For the M0+ implementation, the ai3 software called for 181kB across the ROM and RAM. This is much less than the 224kB of RAM and ROM available on the M0+-based chip by NXP that they used. Additional acceleration strategies further bring down computational demands and subsequent footprint.
According to him, their technology was always designed to do these things. They impact data collection, labeling, model training, compression, and evaluation. Their software was also designed to be flexible when they work on very constrained devices.
Since ai3 functions as a signal-processing application, it was a no-brainer to run it on the Cortex M4. The main issues were small instruction set architecture, small RAM, and lack of floating-point support.
By using Armv6-M architecture, they had to program more tasks into the software and use labour-intensive mathematical calculations.
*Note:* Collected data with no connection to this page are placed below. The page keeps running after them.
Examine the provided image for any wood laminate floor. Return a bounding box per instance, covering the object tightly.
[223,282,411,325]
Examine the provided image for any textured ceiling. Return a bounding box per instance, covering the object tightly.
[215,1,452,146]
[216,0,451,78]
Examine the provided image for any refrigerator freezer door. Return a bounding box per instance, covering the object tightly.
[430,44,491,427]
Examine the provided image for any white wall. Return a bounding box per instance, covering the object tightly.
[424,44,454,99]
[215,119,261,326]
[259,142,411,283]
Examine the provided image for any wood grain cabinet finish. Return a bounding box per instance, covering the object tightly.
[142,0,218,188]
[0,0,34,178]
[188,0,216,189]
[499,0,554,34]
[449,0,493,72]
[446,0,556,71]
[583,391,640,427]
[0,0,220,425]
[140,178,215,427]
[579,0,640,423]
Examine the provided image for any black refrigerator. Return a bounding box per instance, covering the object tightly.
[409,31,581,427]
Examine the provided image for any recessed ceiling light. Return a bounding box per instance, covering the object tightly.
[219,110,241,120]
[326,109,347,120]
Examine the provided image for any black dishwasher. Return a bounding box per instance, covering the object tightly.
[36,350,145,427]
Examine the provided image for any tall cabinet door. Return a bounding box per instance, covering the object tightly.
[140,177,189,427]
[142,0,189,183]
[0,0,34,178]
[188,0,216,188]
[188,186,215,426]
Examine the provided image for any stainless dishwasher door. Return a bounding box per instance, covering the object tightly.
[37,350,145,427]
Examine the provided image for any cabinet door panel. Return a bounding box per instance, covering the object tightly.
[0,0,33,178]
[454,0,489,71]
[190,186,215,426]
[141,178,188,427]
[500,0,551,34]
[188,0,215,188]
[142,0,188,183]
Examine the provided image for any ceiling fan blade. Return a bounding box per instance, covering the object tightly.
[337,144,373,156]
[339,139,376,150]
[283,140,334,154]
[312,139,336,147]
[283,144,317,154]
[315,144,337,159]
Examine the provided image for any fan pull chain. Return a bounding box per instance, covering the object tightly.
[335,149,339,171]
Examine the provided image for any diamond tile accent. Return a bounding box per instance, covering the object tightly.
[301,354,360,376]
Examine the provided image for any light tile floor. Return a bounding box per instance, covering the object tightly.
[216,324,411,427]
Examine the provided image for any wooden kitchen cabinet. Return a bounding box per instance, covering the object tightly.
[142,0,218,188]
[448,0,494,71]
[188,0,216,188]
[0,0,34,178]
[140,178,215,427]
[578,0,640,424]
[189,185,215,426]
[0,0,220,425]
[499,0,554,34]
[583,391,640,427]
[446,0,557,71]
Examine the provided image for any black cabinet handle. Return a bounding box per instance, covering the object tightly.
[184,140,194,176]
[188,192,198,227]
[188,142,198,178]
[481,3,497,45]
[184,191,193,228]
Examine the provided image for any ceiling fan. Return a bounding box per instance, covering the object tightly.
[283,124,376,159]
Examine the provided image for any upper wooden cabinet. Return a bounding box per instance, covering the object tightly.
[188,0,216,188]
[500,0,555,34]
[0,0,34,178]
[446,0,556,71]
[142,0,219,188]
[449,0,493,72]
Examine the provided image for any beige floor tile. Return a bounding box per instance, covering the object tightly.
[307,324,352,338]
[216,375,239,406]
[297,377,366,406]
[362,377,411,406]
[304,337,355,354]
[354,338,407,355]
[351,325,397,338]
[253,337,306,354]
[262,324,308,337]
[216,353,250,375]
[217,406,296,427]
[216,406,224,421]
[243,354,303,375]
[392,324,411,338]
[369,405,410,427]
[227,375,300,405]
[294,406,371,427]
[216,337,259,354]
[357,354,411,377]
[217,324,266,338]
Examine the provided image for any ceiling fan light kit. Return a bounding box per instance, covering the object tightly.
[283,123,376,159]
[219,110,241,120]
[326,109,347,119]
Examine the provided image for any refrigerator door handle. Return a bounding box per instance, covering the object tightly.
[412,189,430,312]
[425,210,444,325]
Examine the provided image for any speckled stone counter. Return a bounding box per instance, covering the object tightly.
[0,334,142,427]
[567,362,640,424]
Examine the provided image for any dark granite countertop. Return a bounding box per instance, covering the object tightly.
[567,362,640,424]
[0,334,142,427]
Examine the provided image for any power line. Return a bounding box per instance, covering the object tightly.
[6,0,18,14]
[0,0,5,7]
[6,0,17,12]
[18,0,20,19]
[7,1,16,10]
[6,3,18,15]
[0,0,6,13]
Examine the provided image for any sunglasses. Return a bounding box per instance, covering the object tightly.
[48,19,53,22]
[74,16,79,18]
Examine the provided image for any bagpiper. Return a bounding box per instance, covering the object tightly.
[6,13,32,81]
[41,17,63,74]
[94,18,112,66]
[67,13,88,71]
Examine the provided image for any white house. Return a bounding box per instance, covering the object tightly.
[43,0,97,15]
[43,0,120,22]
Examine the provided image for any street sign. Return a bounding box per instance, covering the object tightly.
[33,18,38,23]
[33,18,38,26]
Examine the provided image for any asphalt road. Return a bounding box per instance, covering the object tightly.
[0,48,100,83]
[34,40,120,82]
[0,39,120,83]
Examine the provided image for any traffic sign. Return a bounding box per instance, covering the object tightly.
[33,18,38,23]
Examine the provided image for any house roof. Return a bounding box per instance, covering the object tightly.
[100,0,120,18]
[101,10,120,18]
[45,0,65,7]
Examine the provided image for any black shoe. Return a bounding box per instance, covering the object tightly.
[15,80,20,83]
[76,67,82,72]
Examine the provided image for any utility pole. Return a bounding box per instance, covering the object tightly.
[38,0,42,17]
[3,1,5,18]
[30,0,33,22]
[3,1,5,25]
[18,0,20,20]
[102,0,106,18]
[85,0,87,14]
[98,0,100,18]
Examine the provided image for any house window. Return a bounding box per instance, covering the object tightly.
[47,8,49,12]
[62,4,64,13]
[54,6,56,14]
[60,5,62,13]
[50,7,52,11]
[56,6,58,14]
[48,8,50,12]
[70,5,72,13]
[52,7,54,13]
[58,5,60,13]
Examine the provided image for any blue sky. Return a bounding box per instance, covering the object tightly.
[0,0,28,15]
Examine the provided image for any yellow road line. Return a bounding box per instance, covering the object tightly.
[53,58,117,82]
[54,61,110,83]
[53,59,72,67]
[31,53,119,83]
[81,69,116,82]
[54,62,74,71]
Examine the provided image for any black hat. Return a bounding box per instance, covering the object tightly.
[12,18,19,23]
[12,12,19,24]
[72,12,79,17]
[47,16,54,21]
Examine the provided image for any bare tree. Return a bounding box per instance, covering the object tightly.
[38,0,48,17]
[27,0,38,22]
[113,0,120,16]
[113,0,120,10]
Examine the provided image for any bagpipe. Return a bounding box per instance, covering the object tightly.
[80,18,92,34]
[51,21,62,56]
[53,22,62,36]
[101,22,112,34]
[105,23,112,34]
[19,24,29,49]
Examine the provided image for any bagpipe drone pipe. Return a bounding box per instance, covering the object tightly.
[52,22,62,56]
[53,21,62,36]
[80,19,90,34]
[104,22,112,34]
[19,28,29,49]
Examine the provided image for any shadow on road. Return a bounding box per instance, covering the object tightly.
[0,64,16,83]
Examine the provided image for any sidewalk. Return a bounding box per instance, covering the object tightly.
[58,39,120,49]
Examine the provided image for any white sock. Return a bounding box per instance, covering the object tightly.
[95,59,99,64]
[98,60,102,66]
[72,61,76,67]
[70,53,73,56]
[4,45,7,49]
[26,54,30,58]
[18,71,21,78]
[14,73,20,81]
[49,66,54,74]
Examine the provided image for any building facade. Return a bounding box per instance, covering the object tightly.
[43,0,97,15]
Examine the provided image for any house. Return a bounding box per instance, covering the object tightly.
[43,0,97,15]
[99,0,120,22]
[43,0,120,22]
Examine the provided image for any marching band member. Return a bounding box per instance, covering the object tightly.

The chips are made for devices with constrained processing needs, so it was tricky to develop and debug. They resolved these issues by using fixed-point implementation and the right chip with enough Flash and worked with the appropriate NXP evaluation board to address this issue.
Due to the scalable and flexible nature of the ai3 architecture, they did not have to change much code. They only had to optimize the existing code, which actually functioned within the limits of the platform already!